Nel dirla a Zelenskyj gli è e si è molto piaciuto, sicché l’ha ripetuta: «Tu non hai le carte». Frase facile e ideale per i social: le carte le ho io. Il guaio di Trump è che, a forza di ripeterla, se la cuce addosso come una specie di destino: non avere le carte.
Partiamo dalla guerra scatenata da Putin. Non ha torto Trump quando esclude che si possa fare una mediazione dando all’inizio del criminale a uno dei belligeranti. Vero, ma lui ha dato del ridicolo e ha umiliato l’aggredito. In quanto all’aggressore – che tale è per chiunque non abbia perso il lume della ragione assieme al senso del ridicolo – gli ha dato ragione in tutti i modi, ha detto di fidarsi di lui e lo ha descritto come generoso. Poi c’è la realtà: dalla Cina fanno sapere che nulla potrà modificare il rapporto di amicizia con la Russia e Putin fa osservare che il negoziato per la pace sarà lungo e difficile. Avendogli già dato tutte le ragioni, chissà cos’altro dovrà dargli Trump. Il quale non è affatto un mediatore, a quel tavolo, ma un giocatore che ha scelto di parteggiare per Putin. Ma le carte scarseggiano e quelle che mancano si trovano a Pechino.
L’obiettivo era quello di disaggregare l’Unione Europea, anche in questo andando incontro ai desideri di Putin, aggiungendo palle storiche che solo nel mondo dell’ignoranza digitalizzata possono rimbalzare. Però non soltanto noi europei non siamo mai stati così uniti, non soltanto siamo riusciti a metter in minoranza il suo (e di Putin) uomo nel Continente (Orbán) e spiegargli che il diritto di veto è inutilizzabile, ma si è riavvicinato anche il Regno Unito, con Starmer che ancora ieri (dopo l’espulsione di due suoi diplomatici dalla Russia) ha convocato un vertice dei “volenterosi”. Le carte sono capricciose, ma quelle che Trump ha fin qui pescato, in questa partita, non sono così fortunate.

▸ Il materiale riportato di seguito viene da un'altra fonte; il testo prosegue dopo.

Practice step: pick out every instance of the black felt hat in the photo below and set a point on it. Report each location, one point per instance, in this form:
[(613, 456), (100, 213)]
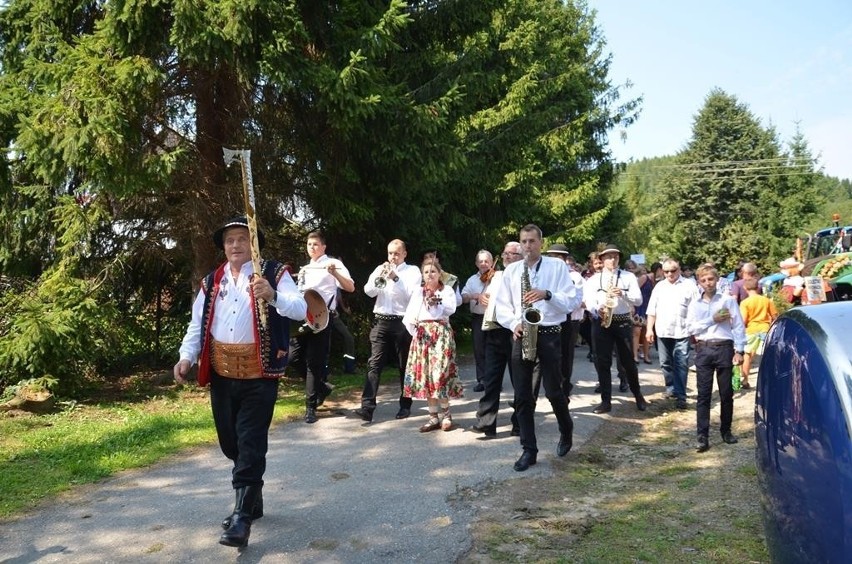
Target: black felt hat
[(241, 221)]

Un giocatore di poker non dotatissimo punta sulla forza del proprio capitale: se è molto più alto di quelli altrui può pure perdere, ma raddoppiando costantemente la posta potrà trionfare. O rovinarsi. Sui dazi, però, un giorno annuncia di giocarsi tutto e il giorno appresso che forse non ha neanche l’apertura. Ha fatto salire il consenso in capo ai governanti dei daziati e non ha ottenuto alcun cedimento. Se questo è il grande negoziatore è segno che il colpo di scena deve ancora arrivare. Nel frattempo la detestata Ue, che sarebbe già dovuta soccombere, fa sapere di avere abbastanza capitali per vedere il rilancio. Solo che, al momento, Trump sembra non avere le carte per spingersi oltre.
Una pletora di economisti, di scuole lontane e opposte, ha fatto osservare che quella politica dei dazi avrebbe fatto male agli Stati Uniti, spinto l’inflazione e indotto recessione. Trump non si è limitato a non dare loro ascolto, è riuscito a far sì che i fatti dessero loro ragione senza nemmeno praticare veramente i dazi, limitandosi a farne la sceneggiata ovale. Quando la Federal Reserve ha reso note le previsioni di recessione la reazione è stata quella di contestare i tassi d’interesse alti e attendere una decisione giurisprudenziale per cercare di cacciare il presidente, Jerome Powell. Non è escluso che ci riesca, ma nel frattempo ha dovuto ammettere che, sebbene in via transitoria, la recessione potrebbe effettivamente esserci. Dopo avere contestato a Biden – con l’economia in crescita, la Borsa che saliva, la disoccupazione bassa e l’inflazione dov’è ancora o anche minore – la rovina dell’America. Qui le carte sembra averle, ma brutte.
A Gaza non è che non si vedano le spiagge gremite, è che il massacro continua e non c’è un solo Paese arabo che si sia detto disponibile ad assecondare il piano di Trump. In questo caso la partita sotto l’ombrellone è almeno rimandata.
Non c’è nulla di buono in quanto fin qui scritto. L’idea che tutto sia tifoseria è trumpiana nonché stupida. Che la guida della più potente democrazia sia in mano a chi sembra non avere carte serie in mano è una brutta cosa. Si finisce tutti scartati. Ma così sembra e il gioco di prima non tornerà.